You’re pumped to be finally getting that DSLR you’ve been waiting for, or on that plane to Europe you’ve saved up for months to be on but then there’s this little nagging tick somewhere in your gut, almost making you wish you would have changed your mind.
Did I really need to spend a few hundred dollars on that gadget that will be outdated in mere months, and shouldn’t I have just spent my vacation time at home in the backyard? Who am I to be living this good life? What have I done to qualify for these privileges, you might hear yourself asking.
I recently felt this way about two big spending decisions. They were actually the first two major purchases I’ve made completely on my own (with the help of my Visa) since I’ve started by full-time job as a staff writer. I booked a 12-day trip to Spain and France with a girlfriend, and then a few weeks later I bought myself the Nikon DSLR I’ve been drooling over since January.
Maybe it is because I’m not used to having this much disposable income (you might remember I’ve spent the better half of the last year or so as an unpaid intern), or maybe it’s because I was feeling it was a bit too soon into my steady paying job to be blowing this kind of cash but the happiness anxiety, as Sarah Hampson put it, was there for the better part of a week each time I signed on the dotted line for these things.

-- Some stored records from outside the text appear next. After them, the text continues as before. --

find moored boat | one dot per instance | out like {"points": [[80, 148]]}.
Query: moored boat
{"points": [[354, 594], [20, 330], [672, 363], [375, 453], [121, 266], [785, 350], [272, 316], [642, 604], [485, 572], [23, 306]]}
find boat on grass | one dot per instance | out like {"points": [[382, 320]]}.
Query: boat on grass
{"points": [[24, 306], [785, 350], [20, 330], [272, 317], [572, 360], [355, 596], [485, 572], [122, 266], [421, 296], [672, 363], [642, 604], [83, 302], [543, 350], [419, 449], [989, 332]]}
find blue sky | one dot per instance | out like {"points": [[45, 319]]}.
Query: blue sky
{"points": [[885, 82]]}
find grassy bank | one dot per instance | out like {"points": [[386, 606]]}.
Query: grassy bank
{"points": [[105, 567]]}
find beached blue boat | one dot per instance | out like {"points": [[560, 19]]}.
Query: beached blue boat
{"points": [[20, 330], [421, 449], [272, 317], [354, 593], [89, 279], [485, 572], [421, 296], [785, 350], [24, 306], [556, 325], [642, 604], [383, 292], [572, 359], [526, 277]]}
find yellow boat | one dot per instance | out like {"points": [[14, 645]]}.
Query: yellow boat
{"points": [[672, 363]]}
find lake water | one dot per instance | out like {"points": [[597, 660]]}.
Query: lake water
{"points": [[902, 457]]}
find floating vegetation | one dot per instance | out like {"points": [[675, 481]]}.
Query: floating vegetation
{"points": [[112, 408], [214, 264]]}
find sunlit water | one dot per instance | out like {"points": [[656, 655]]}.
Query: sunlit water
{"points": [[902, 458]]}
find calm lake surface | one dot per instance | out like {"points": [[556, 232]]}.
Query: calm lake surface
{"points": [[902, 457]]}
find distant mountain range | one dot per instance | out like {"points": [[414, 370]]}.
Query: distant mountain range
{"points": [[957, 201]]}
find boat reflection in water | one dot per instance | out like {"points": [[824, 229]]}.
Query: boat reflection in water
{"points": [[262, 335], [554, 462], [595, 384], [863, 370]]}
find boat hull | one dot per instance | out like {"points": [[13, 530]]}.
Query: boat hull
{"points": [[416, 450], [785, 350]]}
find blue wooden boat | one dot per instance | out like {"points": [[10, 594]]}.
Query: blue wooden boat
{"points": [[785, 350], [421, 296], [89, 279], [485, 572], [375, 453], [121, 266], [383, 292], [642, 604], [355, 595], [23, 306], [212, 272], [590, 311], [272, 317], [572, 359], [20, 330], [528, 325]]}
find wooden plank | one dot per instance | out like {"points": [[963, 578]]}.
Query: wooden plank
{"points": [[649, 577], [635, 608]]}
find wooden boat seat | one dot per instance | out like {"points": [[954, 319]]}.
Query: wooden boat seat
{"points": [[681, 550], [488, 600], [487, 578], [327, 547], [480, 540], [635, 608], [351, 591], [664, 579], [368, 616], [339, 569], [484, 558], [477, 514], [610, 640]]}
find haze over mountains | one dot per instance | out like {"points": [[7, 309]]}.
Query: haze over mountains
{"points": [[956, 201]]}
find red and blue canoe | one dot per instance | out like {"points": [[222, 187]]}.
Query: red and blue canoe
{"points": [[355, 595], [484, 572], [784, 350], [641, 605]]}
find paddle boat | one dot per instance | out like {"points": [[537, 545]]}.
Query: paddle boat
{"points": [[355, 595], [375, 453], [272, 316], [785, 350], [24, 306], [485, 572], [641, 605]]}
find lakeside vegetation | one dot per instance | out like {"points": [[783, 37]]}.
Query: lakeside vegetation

Reading this article today brought those initial feelings back. On Friday I’ll be getting on that airplane with the expensive gadget in hand. As I get ready to go and finish up the week at work there’s no doubt those comments of “you’re so lucky!” “I wish I could go!” and “I’m so jealous!” will be repeated from friends, co-workers and family members.
Instead of having those thoughts of my unworthiness fill my head as I pack my suitcase, I’ve decided I am going to start my own happiness revolution too and “celebrate the meaningful and happy parts” of my trip and the rest of this summer and hopefully infect others with the same thoughts. Life is too short to be depriving ourselves of our dreams.